“Come for the cheeky use of [AF], stay for the conflicts of interest.”
The site is simple and straightforward, the landing page featuring the glaring hypothesis, “Donald Trump is corrupt AF,” alongside a side-profile shot of the president-elect.
Scrolling down the page reveals a ticker of sorts that states how many hours since “the latest instance of corruption by Donald Trump” was published on the site. The updates are posted chronologically with the newest at the top. Posts vary between tweets and excerpts of news stories from publications such as the New York Times and Politico.
While the top-level domain “af” is the country code for Afghanistan, many an internet enthusiast could determine the TLD is short for the commonly-used abbreviation “as fuck.”
The site is a labor of love for Matt Ortega, who worked as Hillary Clinton‘s digital director of communications from March 2015 until after the primary in June. Ortega told the Daily Dot that he purchased the domain in November, and updates the site manually with content from publications he trusts as authoritative reporting.
“I wanted the .af [top-level domain] to draw attention to the fact that Donald Trump’s presidency poses serious problems with the likelihood he will mix policy with business,” Ortega said.

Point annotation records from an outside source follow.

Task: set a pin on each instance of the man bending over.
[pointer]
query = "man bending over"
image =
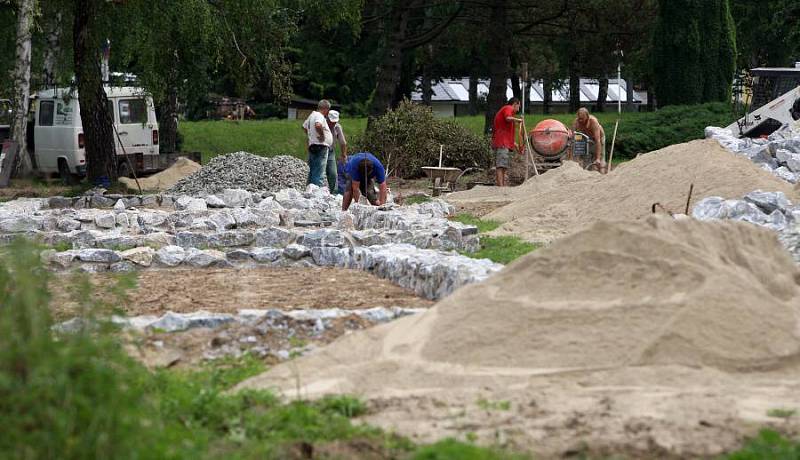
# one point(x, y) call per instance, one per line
point(363, 170)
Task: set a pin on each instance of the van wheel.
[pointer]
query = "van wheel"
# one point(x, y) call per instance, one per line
point(124, 170)
point(67, 178)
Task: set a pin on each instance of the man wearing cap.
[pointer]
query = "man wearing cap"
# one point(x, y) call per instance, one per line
point(363, 170)
point(319, 139)
point(335, 169)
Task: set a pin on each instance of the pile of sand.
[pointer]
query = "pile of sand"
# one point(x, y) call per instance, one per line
point(657, 292)
point(165, 179)
point(567, 199)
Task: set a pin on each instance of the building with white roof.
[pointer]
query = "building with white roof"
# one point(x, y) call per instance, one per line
point(451, 97)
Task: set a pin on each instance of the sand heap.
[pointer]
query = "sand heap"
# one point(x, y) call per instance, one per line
point(721, 295)
point(568, 199)
point(165, 179)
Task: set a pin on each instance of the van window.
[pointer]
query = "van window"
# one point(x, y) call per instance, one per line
point(46, 113)
point(132, 111)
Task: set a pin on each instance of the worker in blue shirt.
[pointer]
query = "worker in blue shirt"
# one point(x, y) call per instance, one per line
point(363, 170)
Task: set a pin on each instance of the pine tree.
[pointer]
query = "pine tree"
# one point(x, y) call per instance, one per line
point(694, 51)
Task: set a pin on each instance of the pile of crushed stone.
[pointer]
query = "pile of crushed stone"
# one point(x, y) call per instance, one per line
point(567, 199)
point(165, 179)
point(778, 154)
point(652, 293)
point(242, 170)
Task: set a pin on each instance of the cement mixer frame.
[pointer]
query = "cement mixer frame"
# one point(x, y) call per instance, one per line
point(578, 148)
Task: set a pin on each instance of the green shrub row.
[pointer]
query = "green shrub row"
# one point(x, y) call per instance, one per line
point(670, 125)
point(408, 138)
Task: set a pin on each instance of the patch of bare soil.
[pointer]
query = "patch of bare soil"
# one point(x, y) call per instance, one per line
point(656, 338)
point(228, 290)
point(568, 199)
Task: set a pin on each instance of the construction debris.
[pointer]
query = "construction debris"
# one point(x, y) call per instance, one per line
point(242, 170)
point(644, 335)
point(165, 179)
point(779, 153)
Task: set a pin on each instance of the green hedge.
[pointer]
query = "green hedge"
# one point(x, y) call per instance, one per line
point(670, 125)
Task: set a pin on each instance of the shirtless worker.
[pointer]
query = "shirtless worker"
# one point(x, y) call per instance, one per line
point(503, 139)
point(589, 125)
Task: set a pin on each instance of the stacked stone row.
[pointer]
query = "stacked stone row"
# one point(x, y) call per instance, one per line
point(778, 154)
point(408, 245)
point(767, 209)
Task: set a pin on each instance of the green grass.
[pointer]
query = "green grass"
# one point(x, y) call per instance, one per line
point(767, 445)
point(782, 413)
point(503, 249)
point(416, 199)
point(638, 131)
point(80, 395)
point(500, 249)
point(487, 405)
point(263, 137)
point(273, 137)
point(483, 225)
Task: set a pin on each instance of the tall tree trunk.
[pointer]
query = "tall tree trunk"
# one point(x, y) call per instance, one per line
point(22, 83)
point(499, 64)
point(101, 158)
point(168, 123)
point(631, 95)
point(516, 87)
point(574, 87)
point(547, 95)
point(473, 94)
point(52, 50)
point(602, 95)
point(390, 70)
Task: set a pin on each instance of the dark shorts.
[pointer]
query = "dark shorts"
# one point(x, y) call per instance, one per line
point(502, 157)
point(367, 189)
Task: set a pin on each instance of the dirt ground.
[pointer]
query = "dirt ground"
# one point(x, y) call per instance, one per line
point(227, 290)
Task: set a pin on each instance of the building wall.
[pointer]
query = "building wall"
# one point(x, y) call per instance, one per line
point(443, 109)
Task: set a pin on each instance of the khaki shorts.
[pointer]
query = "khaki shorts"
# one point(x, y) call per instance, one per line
point(503, 157)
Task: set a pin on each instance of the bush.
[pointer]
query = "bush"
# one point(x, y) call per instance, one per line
point(67, 396)
point(670, 125)
point(408, 138)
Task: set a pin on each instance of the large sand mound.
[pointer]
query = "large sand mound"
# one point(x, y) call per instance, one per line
point(165, 179)
point(568, 199)
point(657, 292)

Since Trump’s victory of the U.S. election, attention to his potential conflicts of interests have grown significantly. Between his meeting with business partners from India and potentially discussing his properties with the president of Argentina, to his cabinet appointments, to the most recent revelation that Trump will remain a producer for Celebrity Apprentice, national concern over Trump’s conflicts has spiked.
A Google Trends search of the phrase “trump conflicts of interest” over the past year shows little activity until the week of the election, with the trend peaking during the week of Nov. 20-26. During that week, initial reports of the aforementioned meeting and phone call made headlines.
Corrupt.af currently lists 42 instances of conflicts of interest spanning the last month—that’s more than one reported conflict a day. Interested parties can subscribe to updates and submit their own conflicts through the site, too.
“There were so many conflict-of-interest stories flying around, it was kind of hard to keep track of everything,” site founder Matt Ortega told Politico. “That’s my fear. It will all go down a memory hole and people will forget.”